Aunque el teléfono móvil continúa siendo una herramienta indispensable para reservar alojamientos, consultar horarios o encontrar restaurantes, cada vez más viajeros deciden guardarlo durante buena parte del día para recuperar una forma de viajar más atenta al entorno. Según explica la psicóloga clínica especializada en regulación emocional Lola Gómez, esta tendencia responde menos a un rechazo de la tecnología que a la necesidad de reducir la sobrecarga de estímulos que acompaña a la vida cotidiana.
Recuperar la atención durante el viaje
Para la especialista, el objetivo no consiste en hacer un «detox digital» durante unos días, sino en recuperar la capacidad de decidir cuándo utilizar la tecnología y cuándo dejarla a un lado. En su opinión, el cerebro no está preparado para mantener un flujo constante de notificaciones, imágenes e información, por lo que reducir esas interrupciones permite disfrutar con mayor intensidad de la experiencia del viaje.
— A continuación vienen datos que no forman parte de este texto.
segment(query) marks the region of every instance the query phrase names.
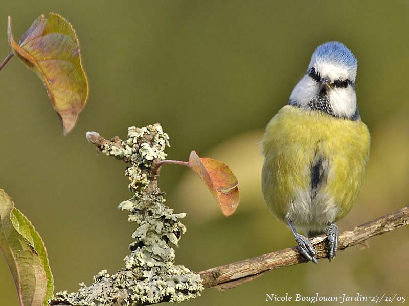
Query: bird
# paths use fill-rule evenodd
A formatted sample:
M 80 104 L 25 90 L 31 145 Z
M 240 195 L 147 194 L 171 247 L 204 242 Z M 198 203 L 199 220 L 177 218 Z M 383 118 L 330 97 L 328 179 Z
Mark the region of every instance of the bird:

Ese cambio puede reflejarse en pequeños gestos cotidianos: consultar un mapa en papel antes de salir a caminar, preguntar una dirección a un vecino, escribir las impresiones del día en un cuaderno o hacer fotografías con una cámara analógica en lugar de revisar continuamente la pantalla del teléfono.
Una forma distinta de descubrir un destino
Más allá de la nostalgia, los viajes analógicos invitan a participar de forma más activa en el lugar que se visita. Buscar una calle sin depender constantemente del GPS o detenerse a observar un paisaje antes de fotografiarlo obliga a prestar más atención al entorno y favorece una relación más pausada con el destino.
Según Lola Gómez, este tipo de acciones contribuyen a que el sistema nervioso abandone, aunque sea temporalmente, el estado de alerta permanente provocado por la acumulación de estímulos digitales. Caminar más, reducir la cantidad de información que recibimos o pasar tiempo en espacios naturales son hábitos que pueden favorecer esa sensación de descanso mental. La psicóloga subraya, no obstante, que el viaje no elimina por sí solo el estrés, sino que ayuda a recordar cómo se siente una mente menos saturada.
Tecnología sí, pero con equilibrio
La especialista insiste en que la tecnología no debe convertirse en el enemigo. Un mapa digital puede resultar útil para orientarse al inicio de una ruta, del mismo modo que el teléfono sigue siendo una herramienta práctica para organizar un viaje o resolver imprevistos.
La diferencia, explica, está en decidir conscientemente cuándo utilizar esos recursos y cuándo dejar espacio para una experiencia menos condicionada por las pantallas. En ese equilibrio reside, precisamente, el sentido de los viajes analógicos: aprovechar las ventajas de la tecnología sin permitir que monopolice la atención durante las vacaciones.
Una tendencia que gana presencia
El interés por este tipo de experiencias coincide con el resurgimiento de objetos que durante años parecían haber desaparecido del equipaje. Las cámaras de carrete vuelven a comercializarse, los cuadernos de viaje mantienen su atractivo entre muchos viajeros y los mapas impresos siguen presentes en oficinas de turismo y centros de visitantes de numerosos destinos.
Más que una vuelta al pasado, esta tendencia refleja el deseo de muchas personas de encontrar momentos de desconexión en un entorno cada vez más hiperconectado. No se trata de renunciar al teléfono móvil, sino de reservar parte del viaje para observar, caminar y descubrir el destino sin la necesidad constante de mirar una pantalla.